Die Freude bei Kira, dem Hund der Familie und den anderen vier Hermanns war nach einer wahren Odyssee gigantisch. Insgesamt 4500 Kilometer war Andreas Hermann am Ende inklusive der letzten 1500 Kilometer für die Heimkehr von Kira gefahren. Alles hatte mit 1500 Kilometern mit der ganzen Familie für den Hin- und Rückweg in den Urlaub begonnen, der mit dem Verschwinden von Kira so unglücklich endete. Noch einmal 1500 Kilometer fuhr Andreas Hermann am langen Wochenende rund um den 1. Mai, an denen der Vater mithilfe vieler freiwilliger Helfer vier Tage lang jeden Stein in der Region auf der Suche nach der Familienkatze umdrehte. „Ich war auch mit zwei Helfern in dem Raum, in dem sie letztendlich gefangen wurde – aber wir haben sie nicht gefunden“, so Hermann ungläubig. Natürlich fragte sich nach dem Happy End nicht nur er, wie seine Katze die 39 Tage zwischen dem 23. April und 1. Juni äußerlich unbeschadet überstanden hatte. „Wir vermuten, dass sie die fast sechs Wochen im Keller verbracht hat“, so Hermann: „Ein Wasserhahn war defekt und tropfte. So hatte sie zumindest etwas zum Trinken.“

Richtig
abgemagert

Richtig abgemagert sei Kira nicht gewesen: „Natürlich war sie sehr hungrig und wollte etwas fressen, aber das war insgesamt nicht so dramatisch. Vielleicht hat sie ja ein paar Mäuse gefangen.“

Die erste Reaktion der Kinder sei jedenfalls gewesen, dass „Kira größer geworden ist“. Vielleicht gewachsen an der Überlebenserfahrung und der einzigartigen Liebe ihrer Besitzer. „Das ist ein Wunder. Genau an ihrem ersten Geburtstag haben wir sie zurückbekommen“, sagt die überglückliche Alena Hermann dazu.

Am 1. Juni 2024 waren im Schrebergarten ihrer Eltern drei kleine Kätzchen aufgetaucht, verlassen von ihrer Mutter. Die Familie versuchte sie mit einem Milchfläschchen aufzuziehen. Zwei Katzen überlebten ohne Muttermilch nicht, aber Kira schaffte das Wunder. Nun kam mit ihrem Wiederauftauchen das zweite Wunder dazu.

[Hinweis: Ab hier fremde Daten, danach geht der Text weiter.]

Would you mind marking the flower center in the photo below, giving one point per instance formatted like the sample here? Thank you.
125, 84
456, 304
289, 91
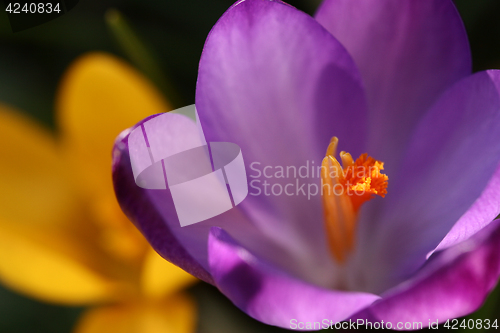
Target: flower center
344, 189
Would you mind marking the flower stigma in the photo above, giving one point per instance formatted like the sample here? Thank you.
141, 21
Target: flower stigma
344, 189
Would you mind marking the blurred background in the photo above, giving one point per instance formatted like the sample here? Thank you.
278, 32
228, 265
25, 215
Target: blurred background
170, 35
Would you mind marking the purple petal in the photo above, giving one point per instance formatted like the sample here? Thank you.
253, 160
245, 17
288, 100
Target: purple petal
453, 284
275, 82
271, 296
408, 53
154, 213
482, 212
154, 221
452, 157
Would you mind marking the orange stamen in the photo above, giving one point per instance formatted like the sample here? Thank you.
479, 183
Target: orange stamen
344, 190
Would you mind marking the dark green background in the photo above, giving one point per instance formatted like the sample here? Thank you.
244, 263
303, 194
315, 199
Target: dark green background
32, 62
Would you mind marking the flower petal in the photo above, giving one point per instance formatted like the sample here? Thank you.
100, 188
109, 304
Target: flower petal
275, 82
452, 156
271, 296
153, 211
40, 254
408, 53
482, 212
453, 284
174, 314
99, 96
159, 277
38, 270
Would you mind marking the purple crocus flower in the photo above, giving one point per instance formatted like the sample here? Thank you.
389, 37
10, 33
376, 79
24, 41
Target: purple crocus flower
391, 78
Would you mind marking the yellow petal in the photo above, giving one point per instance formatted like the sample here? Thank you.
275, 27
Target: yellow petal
39, 271
176, 314
99, 97
160, 277
41, 248
33, 182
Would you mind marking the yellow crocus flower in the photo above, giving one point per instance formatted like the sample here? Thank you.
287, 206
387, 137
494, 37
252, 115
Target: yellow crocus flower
63, 237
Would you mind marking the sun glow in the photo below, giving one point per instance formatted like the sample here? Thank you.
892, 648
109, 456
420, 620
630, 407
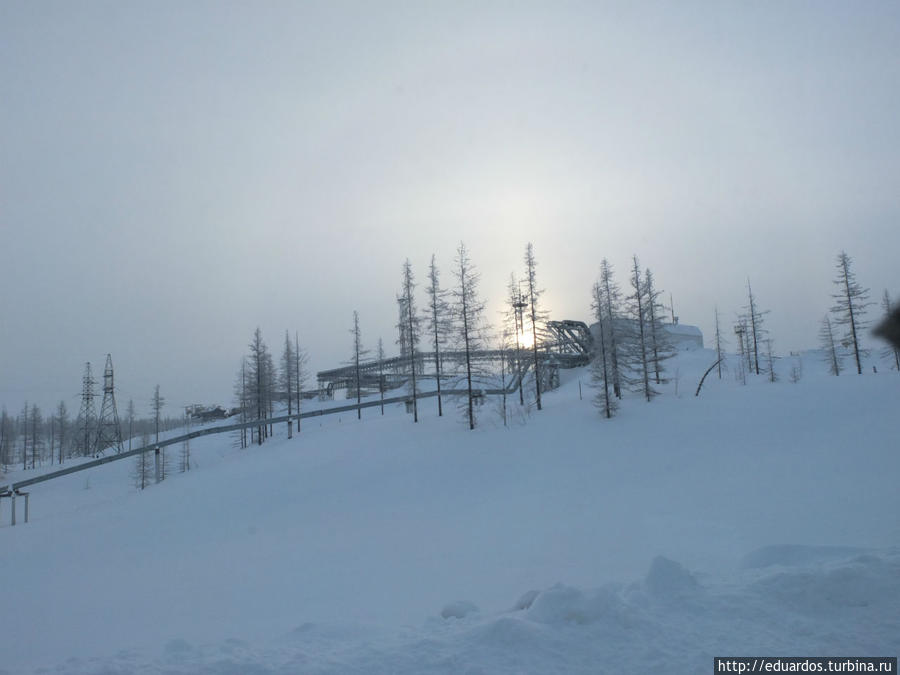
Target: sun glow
526, 340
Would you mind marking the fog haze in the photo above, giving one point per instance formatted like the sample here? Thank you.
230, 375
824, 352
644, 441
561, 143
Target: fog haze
173, 175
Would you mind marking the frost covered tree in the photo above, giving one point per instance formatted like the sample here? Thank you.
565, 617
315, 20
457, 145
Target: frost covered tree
720, 345
301, 358
259, 382
129, 415
755, 324
660, 347
851, 301
468, 311
380, 356
829, 347
287, 378
62, 419
7, 438
156, 405
356, 360
37, 428
410, 319
770, 361
892, 353
439, 323
512, 320
241, 397
611, 298
637, 304
601, 367
533, 294
140, 473
23, 425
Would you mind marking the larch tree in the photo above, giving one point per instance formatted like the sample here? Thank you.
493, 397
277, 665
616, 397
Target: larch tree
62, 418
755, 324
6, 438
23, 425
156, 406
301, 358
638, 307
660, 347
532, 298
612, 309
259, 367
37, 427
601, 367
770, 361
513, 320
720, 345
410, 318
891, 352
287, 378
438, 323
469, 311
380, 356
851, 301
829, 346
130, 414
356, 360
242, 398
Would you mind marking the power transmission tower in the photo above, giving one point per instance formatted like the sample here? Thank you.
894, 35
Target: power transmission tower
108, 431
86, 414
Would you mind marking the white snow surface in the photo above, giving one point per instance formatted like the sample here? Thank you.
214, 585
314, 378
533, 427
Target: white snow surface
752, 520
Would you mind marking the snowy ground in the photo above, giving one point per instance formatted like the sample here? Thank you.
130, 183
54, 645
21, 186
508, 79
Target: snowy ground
753, 520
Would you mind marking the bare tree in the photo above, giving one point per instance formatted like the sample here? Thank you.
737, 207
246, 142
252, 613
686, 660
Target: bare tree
660, 347
533, 296
601, 367
411, 320
514, 320
891, 353
612, 300
720, 345
358, 352
770, 361
469, 311
638, 306
287, 378
37, 423
62, 418
300, 360
23, 424
259, 381
156, 405
380, 355
851, 301
129, 412
829, 347
438, 322
755, 323
7, 437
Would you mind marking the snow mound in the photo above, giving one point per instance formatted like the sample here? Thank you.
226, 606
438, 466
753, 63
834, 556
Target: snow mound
865, 582
458, 610
795, 554
525, 601
564, 604
668, 579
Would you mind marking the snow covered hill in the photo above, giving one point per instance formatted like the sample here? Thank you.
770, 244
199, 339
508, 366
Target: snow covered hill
759, 519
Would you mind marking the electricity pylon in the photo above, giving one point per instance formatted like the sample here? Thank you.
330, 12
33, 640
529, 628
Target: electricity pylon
108, 431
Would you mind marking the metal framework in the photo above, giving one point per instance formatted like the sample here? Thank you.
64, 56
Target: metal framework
570, 345
109, 433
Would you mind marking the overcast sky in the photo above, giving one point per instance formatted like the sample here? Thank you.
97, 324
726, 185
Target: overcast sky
174, 174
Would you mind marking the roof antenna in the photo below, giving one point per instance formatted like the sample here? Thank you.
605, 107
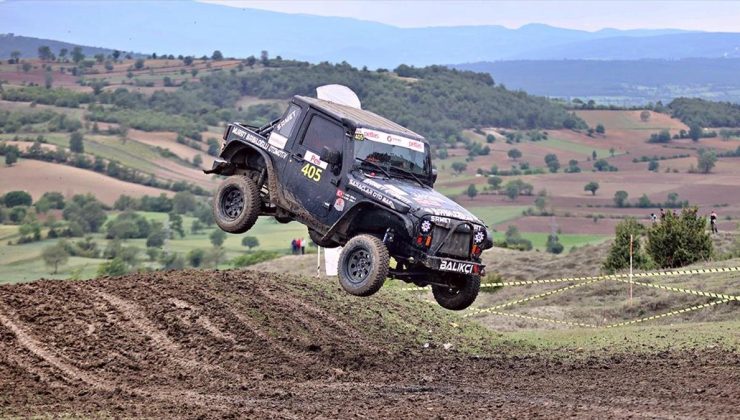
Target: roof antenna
338, 94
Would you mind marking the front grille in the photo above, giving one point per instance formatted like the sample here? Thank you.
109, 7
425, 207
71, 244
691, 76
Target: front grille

Was bleibt, ist bei den Hermanns ganz viel Dankbarkeit für die vielen Helfer in der Region. „Viele haben mit uns gefühlt und bei der Suche geholfen. Dafür möchten wir allen persönlich Danke sagen“, so Andreas Hermann. Er sagt, dass die Familie genau wegen all dieser Menschen wahrscheinlich auch wieder einmal ins Achental in den Urlaub fahren würde. Ob Kira dann noch einmal dabei sein wird, ist allerdings noch offen.